Impact
The vulnerability arises from a missing NULL check in the __ioam6_fill_trace_data() function, allowing a potential NULL pointer dereference during IPv6 IOAM trace data handling. This can lead to a kernel panic, effectively denying service or allowing attackers to trigger a crash if they can influence the trace data processing. The flaw originates from unsafe access to device pointers without sufficient validation, as noted by the fix that adds checks and READ_ONCE() statements.
Affected Systems
Linux kernels that implement the IOAM IPv6 trace data path in the kernel's networking stack. The vulnerability is present in all versions prior to the commit that added the NULL checks; no specific version numbers are listed in the input, so any Linux kernel version that contains the old implementation is susceptible. The fix applies to the Linux kernel source, affecting all distributions that use the stock kernel without updates.
Risk and Exploitability
The CVSS or EPSS data is not available, and the vulnerability is not listed in CISA's KEV catalog.

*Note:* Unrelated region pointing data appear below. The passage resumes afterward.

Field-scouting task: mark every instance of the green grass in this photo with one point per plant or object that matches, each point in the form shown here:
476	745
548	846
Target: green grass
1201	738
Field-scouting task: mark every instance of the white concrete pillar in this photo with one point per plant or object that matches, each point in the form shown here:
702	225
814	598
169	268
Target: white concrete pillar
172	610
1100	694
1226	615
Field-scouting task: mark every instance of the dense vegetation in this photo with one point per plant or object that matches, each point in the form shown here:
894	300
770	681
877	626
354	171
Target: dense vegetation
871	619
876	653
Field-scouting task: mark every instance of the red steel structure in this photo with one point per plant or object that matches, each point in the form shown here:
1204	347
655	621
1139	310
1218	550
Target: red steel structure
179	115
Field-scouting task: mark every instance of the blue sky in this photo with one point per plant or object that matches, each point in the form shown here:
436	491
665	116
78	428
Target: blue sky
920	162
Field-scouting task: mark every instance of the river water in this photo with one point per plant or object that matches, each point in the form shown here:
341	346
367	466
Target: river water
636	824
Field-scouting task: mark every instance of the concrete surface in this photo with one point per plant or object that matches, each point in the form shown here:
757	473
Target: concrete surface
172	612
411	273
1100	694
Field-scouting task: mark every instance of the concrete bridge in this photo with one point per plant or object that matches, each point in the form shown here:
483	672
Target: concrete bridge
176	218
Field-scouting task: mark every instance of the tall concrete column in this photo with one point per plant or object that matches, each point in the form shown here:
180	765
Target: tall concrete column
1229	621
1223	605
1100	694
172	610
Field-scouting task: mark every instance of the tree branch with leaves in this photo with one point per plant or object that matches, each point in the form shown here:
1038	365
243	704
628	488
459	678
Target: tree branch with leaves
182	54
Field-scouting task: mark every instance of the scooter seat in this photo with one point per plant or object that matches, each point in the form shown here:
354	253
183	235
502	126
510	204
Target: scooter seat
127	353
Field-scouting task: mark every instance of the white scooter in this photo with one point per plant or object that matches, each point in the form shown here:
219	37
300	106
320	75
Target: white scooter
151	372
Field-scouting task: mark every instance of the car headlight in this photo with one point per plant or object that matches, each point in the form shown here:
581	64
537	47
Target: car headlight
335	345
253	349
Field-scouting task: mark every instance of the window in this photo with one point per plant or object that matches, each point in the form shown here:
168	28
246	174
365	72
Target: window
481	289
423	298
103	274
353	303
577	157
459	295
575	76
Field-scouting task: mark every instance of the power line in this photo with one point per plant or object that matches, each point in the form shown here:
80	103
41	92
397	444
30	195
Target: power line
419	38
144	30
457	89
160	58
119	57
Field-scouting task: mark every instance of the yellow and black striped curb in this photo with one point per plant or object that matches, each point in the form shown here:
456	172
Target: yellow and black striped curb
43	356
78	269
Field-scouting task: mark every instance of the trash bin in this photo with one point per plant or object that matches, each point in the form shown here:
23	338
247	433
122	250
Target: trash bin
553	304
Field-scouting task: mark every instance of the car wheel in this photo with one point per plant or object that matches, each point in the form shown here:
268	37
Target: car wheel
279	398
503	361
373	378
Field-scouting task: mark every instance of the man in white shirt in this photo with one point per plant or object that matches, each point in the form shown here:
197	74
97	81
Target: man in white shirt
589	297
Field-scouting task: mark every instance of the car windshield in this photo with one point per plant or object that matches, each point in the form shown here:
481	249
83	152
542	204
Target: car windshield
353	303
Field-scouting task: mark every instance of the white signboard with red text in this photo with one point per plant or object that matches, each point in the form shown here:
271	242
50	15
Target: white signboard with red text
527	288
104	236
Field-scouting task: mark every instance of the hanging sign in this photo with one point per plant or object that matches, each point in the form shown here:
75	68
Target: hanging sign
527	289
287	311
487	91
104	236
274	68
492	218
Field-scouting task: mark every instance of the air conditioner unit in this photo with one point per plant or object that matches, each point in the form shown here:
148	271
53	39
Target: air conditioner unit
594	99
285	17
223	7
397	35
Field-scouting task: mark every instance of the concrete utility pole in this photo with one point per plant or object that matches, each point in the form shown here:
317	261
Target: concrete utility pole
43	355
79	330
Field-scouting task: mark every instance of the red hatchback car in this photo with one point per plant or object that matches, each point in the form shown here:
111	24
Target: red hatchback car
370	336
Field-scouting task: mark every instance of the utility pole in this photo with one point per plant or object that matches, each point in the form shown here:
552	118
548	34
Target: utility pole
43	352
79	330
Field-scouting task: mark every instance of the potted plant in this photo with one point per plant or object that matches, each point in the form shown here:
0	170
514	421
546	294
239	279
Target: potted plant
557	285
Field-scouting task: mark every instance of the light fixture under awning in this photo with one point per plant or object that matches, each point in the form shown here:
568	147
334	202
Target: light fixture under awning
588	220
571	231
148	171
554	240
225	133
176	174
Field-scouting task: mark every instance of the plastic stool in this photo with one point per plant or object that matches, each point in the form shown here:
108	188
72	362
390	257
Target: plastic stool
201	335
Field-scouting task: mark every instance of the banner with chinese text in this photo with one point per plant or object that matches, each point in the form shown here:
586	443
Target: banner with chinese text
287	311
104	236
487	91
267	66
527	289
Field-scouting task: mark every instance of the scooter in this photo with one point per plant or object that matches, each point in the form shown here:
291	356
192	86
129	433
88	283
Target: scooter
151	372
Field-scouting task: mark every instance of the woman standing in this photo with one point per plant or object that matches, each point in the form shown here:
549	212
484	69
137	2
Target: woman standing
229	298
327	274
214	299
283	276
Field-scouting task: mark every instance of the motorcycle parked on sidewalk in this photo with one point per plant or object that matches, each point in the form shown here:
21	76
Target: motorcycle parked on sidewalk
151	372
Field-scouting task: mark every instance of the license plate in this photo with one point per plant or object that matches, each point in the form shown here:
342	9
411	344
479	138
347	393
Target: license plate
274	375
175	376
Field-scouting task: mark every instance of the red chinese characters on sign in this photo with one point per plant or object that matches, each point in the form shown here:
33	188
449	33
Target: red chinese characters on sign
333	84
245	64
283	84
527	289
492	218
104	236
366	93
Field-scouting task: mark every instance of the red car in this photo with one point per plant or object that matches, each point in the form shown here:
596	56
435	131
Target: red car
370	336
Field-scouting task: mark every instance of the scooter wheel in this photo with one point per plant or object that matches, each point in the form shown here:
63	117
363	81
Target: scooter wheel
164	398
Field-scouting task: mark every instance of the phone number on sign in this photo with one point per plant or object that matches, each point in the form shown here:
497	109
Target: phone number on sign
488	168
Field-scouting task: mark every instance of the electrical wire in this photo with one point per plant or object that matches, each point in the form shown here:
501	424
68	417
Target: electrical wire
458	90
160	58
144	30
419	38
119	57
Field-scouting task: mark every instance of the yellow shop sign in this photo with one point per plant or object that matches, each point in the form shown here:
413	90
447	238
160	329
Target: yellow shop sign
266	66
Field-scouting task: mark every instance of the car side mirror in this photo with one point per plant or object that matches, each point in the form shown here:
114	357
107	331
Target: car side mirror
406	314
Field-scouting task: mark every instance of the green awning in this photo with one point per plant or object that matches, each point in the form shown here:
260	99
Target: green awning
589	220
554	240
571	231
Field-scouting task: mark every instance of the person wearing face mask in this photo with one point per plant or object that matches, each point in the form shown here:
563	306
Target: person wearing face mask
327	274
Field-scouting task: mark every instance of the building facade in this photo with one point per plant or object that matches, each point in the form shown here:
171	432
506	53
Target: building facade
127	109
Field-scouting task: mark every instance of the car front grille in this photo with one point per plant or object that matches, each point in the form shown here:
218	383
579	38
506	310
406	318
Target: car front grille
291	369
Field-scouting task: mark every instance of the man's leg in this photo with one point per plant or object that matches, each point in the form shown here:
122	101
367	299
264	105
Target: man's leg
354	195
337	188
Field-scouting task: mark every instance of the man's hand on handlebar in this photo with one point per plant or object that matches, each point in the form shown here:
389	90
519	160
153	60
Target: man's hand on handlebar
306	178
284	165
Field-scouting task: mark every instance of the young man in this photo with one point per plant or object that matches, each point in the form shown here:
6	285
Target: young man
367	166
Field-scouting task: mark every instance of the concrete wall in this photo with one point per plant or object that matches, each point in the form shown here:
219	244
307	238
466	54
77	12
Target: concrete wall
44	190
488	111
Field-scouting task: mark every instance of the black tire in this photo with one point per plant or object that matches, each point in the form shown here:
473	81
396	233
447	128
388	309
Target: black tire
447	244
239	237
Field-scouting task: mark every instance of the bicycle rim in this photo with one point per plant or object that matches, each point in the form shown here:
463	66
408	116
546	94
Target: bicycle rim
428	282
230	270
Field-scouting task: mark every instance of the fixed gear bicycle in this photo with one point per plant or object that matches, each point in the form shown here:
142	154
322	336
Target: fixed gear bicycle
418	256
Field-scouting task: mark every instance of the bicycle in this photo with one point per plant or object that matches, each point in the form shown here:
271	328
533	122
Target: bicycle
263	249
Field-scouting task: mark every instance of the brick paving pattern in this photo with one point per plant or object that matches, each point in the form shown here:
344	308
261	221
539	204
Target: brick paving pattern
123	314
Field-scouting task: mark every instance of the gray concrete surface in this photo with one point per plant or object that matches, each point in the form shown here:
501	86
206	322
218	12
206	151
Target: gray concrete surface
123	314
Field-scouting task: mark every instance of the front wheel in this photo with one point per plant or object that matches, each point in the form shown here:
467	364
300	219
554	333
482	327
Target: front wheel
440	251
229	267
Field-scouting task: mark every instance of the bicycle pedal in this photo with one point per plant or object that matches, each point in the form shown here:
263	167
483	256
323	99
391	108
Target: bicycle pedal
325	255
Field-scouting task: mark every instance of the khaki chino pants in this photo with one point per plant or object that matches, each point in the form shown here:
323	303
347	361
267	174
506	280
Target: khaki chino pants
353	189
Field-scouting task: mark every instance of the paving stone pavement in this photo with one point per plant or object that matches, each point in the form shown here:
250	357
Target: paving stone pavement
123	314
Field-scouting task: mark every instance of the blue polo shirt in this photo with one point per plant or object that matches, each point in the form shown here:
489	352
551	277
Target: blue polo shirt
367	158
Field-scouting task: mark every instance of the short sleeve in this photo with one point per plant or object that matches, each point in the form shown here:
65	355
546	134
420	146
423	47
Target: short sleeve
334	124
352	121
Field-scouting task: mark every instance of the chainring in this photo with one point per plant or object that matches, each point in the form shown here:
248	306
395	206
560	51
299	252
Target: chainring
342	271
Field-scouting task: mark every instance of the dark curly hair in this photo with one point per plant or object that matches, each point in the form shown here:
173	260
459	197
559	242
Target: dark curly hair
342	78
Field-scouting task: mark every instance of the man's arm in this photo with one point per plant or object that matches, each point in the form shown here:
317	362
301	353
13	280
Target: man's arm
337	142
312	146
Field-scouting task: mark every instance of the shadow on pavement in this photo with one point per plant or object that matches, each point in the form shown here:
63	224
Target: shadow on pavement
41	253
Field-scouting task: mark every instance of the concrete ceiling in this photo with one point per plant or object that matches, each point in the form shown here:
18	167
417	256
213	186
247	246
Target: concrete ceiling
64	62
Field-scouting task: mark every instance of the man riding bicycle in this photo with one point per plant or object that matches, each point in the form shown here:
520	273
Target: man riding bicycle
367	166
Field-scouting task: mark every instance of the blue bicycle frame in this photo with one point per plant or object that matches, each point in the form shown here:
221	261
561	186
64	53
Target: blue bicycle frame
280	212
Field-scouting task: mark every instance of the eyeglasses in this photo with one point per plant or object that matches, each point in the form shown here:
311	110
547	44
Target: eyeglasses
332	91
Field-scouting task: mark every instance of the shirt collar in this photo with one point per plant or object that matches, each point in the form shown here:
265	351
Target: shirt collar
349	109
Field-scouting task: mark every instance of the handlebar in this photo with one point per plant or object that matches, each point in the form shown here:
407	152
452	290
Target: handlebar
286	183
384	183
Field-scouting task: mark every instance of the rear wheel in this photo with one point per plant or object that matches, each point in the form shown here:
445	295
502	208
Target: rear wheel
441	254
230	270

The likely attack vector is via crafted IPv6 IOAM packets that reach the kernel's trace data processor, which can be triggered when the system processes traffic from an external host or compromised client. As the kernel can crash, the exploitation would result in denial of service; no remote code execution is reported. However, because the flaw only induces a crash and is triggered by network traffic, it may be exploited by attackers who can send specially crafted packets. Given the lack of publicly known exploits, the risk remains moderate but should be mitigated promptly.